The implications of the Amendments to the LRA and BCEA and the introduction of the Minimum Wage Bill

Parliament is considering bringing about huge changes to the Labour Relations Act (LRA), the Basic Conditions of Employment Act (BCEA) and introducing the National Minimum Wage Bill. If these changes go ahead, many hard won rights will be taken away from the workers. One of the biggest rights hard fought and hard won; the constitutional right to strike will also be affected. How will these proposed changes affect worker rights?

The right to strike is a powerful tool to ensure that worker demands are heard and given effect to. Strike action is characterised by workers coming together and deciding on a strike action in their workplace. The changes state that unions must first hold a secret ballot in order to go on strike. This means that individual members will decide on whether to go on strike or not. This in effect will take the collective power of workers away.

The CCMA Commissioner will also have to determine whether picketing rules have been set out before it can give a certificate stating that the dispute between the workers and the employer has not been resolved. If there are no picketing rules, the Commissioner of the CCMA will state what it should be and can also say how many workers are allowed to picket.

The LRA amendments also state that the conciliation period on strikes can be extended by another five days which will further delay possible strike action. In this delay employers can get scab workers to replace the striking workers.

The LRA amendments also include that there can be an advisory arbitration to settle disputes. The advisory panel can decide whether a strike should go on or not and will take into account the interest of the public.

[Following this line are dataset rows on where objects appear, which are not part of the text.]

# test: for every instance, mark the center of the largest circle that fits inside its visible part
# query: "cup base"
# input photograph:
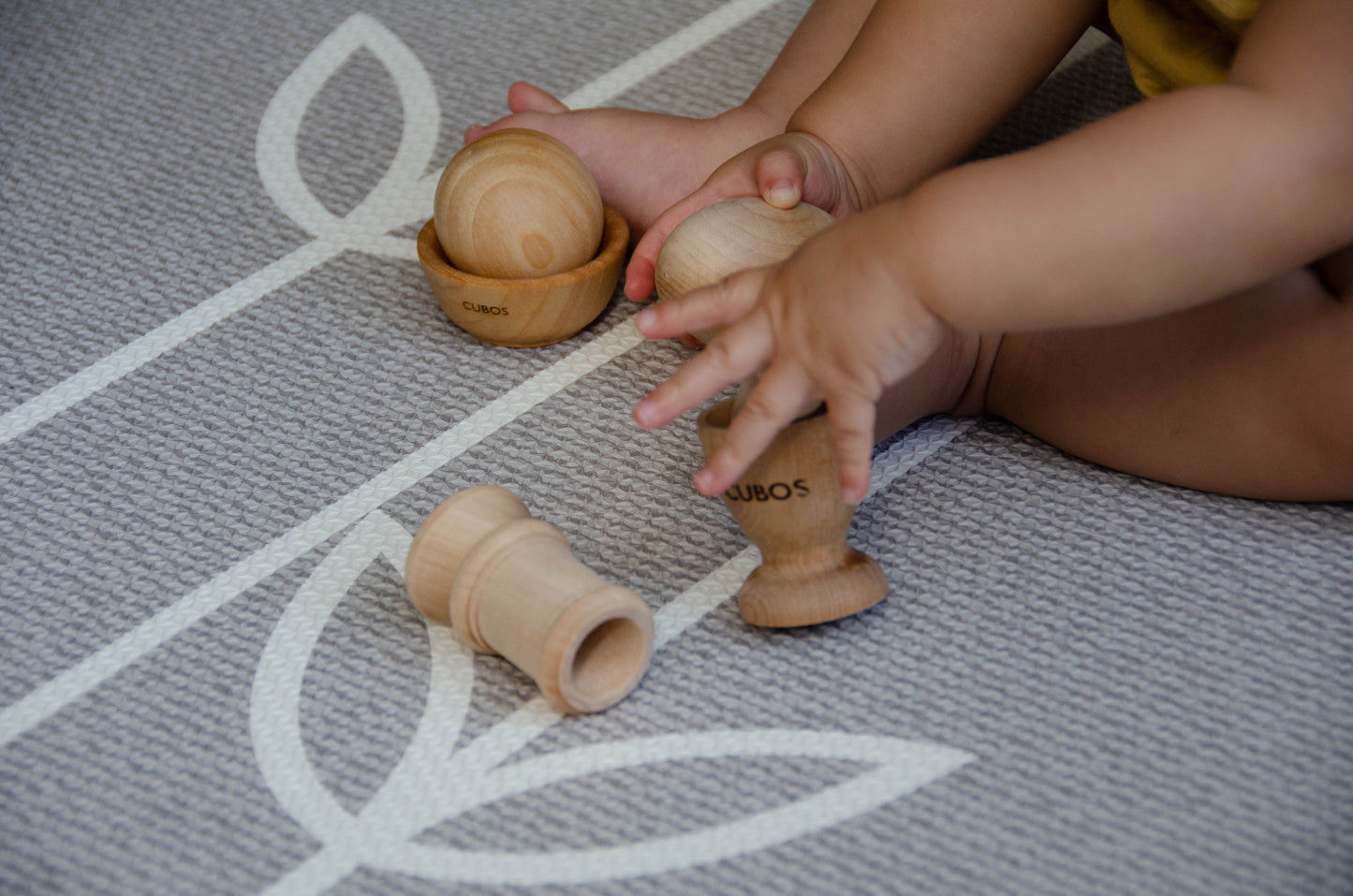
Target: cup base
(787, 595)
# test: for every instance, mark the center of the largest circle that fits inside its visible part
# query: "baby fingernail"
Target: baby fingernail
(782, 195)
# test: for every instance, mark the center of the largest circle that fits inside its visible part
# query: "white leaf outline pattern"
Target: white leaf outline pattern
(402, 193)
(434, 783)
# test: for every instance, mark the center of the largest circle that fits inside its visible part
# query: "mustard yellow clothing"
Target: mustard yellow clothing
(1173, 43)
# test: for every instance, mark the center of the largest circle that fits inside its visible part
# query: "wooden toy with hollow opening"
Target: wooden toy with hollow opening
(510, 585)
(520, 249)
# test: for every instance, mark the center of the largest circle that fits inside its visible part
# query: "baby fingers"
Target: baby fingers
(772, 404)
(738, 352)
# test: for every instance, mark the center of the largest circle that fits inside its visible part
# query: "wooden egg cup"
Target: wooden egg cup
(528, 312)
(510, 585)
(789, 505)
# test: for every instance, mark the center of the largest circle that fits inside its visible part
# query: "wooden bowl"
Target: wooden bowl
(528, 312)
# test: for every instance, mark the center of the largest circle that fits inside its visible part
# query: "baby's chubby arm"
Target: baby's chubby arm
(920, 84)
(1167, 205)
(1170, 203)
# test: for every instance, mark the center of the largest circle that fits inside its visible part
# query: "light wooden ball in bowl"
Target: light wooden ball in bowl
(731, 236)
(517, 203)
(525, 312)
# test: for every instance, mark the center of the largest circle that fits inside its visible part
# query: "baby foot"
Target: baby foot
(643, 161)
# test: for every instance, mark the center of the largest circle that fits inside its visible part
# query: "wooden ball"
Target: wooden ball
(517, 203)
(731, 236)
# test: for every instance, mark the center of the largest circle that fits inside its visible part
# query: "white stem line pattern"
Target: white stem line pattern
(401, 197)
(434, 781)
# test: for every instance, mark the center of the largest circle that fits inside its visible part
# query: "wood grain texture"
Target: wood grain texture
(525, 313)
(517, 203)
(510, 585)
(789, 505)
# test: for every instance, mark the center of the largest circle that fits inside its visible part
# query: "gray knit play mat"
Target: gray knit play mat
(228, 401)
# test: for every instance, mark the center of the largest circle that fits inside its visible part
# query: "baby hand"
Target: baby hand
(782, 170)
(838, 321)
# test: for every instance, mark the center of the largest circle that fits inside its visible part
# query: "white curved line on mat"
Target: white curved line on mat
(402, 197)
(434, 783)
(79, 680)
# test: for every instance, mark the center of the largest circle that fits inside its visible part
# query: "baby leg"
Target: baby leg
(1248, 395)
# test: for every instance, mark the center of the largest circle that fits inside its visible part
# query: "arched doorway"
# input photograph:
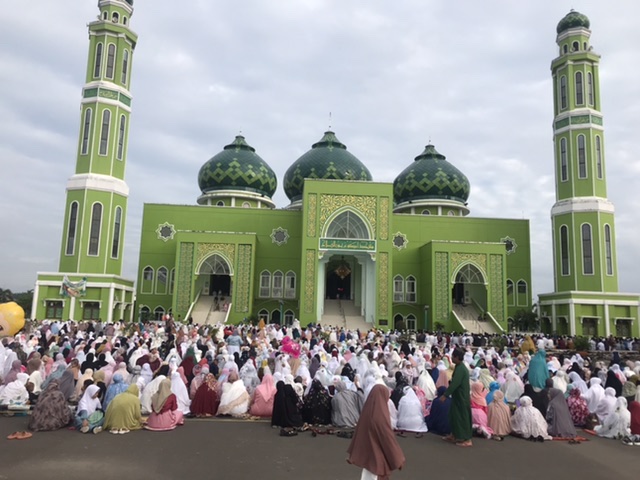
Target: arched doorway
(338, 279)
(469, 287)
(215, 277)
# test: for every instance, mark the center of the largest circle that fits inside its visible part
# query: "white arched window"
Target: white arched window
(104, 132)
(410, 289)
(290, 285)
(111, 60)
(582, 157)
(398, 289)
(97, 67)
(96, 225)
(161, 281)
(564, 250)
(277, 289)
(71, 229)
(115, 246)
(608, 250)
(579, 89)
(86, 128)
(511, 299)
(564, 170)
(147, 280)
(121, 133)
(587, 250)
(265, 285)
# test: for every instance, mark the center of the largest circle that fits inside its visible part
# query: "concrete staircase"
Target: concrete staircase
(343, 313)
(468, 317)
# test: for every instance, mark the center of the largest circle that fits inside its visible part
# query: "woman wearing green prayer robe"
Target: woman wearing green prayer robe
(460, 411)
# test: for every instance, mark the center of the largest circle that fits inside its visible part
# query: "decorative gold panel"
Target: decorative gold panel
(384, 218)
(312, 215)
(498, 284)
(364, 204)
(185, 277)
(242, 280)
(443, 288)
(309, 281)
(383, 284)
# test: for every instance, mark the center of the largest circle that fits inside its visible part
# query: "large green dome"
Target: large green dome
(237, 167)
(430, 176)
(327, 159)
(572, 19)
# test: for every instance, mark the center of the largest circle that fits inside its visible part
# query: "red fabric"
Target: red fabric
(634, 409)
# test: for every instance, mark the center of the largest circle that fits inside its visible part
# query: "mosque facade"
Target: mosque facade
(346, 250)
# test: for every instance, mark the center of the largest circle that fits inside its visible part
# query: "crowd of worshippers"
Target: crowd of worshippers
(118, 379)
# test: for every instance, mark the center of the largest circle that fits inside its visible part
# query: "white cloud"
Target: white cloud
(472, 77)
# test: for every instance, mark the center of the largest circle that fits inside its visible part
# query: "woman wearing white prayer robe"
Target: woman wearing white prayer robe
(618, 423)
(179, 389)
(410, 416)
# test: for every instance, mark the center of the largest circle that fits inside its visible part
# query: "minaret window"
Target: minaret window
(265, 284)
(564, 171)
(608, 250)
(410, 289)
(290, 285)
(564, 250)
(579, 89)
(104, 133)
(85, 132)
(522, 293)
(125, 66)
(510, 296)
(111, 60)
(587, 253)
(94, 235)
(582, 157)
(115, 246)
(71, 231)
(398, 289)
(277, 289)
(147, 280)
(598, 156)
(98, 65)
(123, 124)
(161, 283)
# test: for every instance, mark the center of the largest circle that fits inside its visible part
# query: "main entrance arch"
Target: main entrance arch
(214, 276)
(469, 287)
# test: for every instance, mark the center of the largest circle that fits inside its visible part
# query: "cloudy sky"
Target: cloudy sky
(473, 77)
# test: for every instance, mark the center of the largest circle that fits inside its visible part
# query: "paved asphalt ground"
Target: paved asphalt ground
(229, 449)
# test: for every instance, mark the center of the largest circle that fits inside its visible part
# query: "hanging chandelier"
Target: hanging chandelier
(343, 269)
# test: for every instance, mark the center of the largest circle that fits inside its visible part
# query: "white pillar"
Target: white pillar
(72, 308)
(572, 318)
(110, 304)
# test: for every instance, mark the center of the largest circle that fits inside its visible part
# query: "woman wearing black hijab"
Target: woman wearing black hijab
(614, 382)
(285, 407)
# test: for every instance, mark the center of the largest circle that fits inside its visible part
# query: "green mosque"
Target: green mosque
(346, 250)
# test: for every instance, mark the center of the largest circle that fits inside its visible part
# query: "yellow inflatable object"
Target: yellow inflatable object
(11, 319)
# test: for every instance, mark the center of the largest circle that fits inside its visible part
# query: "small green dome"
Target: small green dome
(237, 167)
(430, 176)
(572, 19)
(327, 159)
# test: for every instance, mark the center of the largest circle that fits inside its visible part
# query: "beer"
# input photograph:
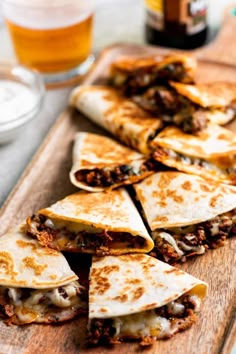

Employers can also now apply for interdicts in the Labour Court against unions which means unions can be stopped from continuing with certain action.

All these procedures and amendments to this constitutional right make it harder for workers to go on strike.

The National wage Bill

This Bill sets a minimum hourly rate of R20 p/h. So in effect there is no monthly minimum wage only an hourly wage. If a workers works less than 40 hours a week or flexible hours, this will impact heavily on what wage they finally receive. Farmworkers will receive R18 p/h and domestic workers will receive R15 p/h. Only in 2020 will these workers get the full minimum wage of R20 p/h.

Another problem with these changes are that should a worker not receive the correct wage, the dispute will have to be referred to the CCMA which already has a huge workload. The worker will have to go through conciliation and probably arbitration in order to be paid their salary. The case may end up at the Labour Court for a writ of execution (court order) if the employer fails to comply with the award made by the CCMA in favour of the worker. Workers will face many legal and practical difficulties trying to win a case against an employer not wanting to pay the national wage.

Sectoral determinations Sectoral determinations do not only set minimum wages but also pensions, holiday pay, leave and housing in the case of farmworkers. Under the BCEA, sectoral determinations will be replaced by the Wage Bill. This means that rights and protections such as farmworker accommodation will be taken away.

Although COSATU, Fedusa and Nactu were in agreement on these changes with NEDLAC, the General Industries Workers Union of SA (GIWUSA) came out strongly against these changes.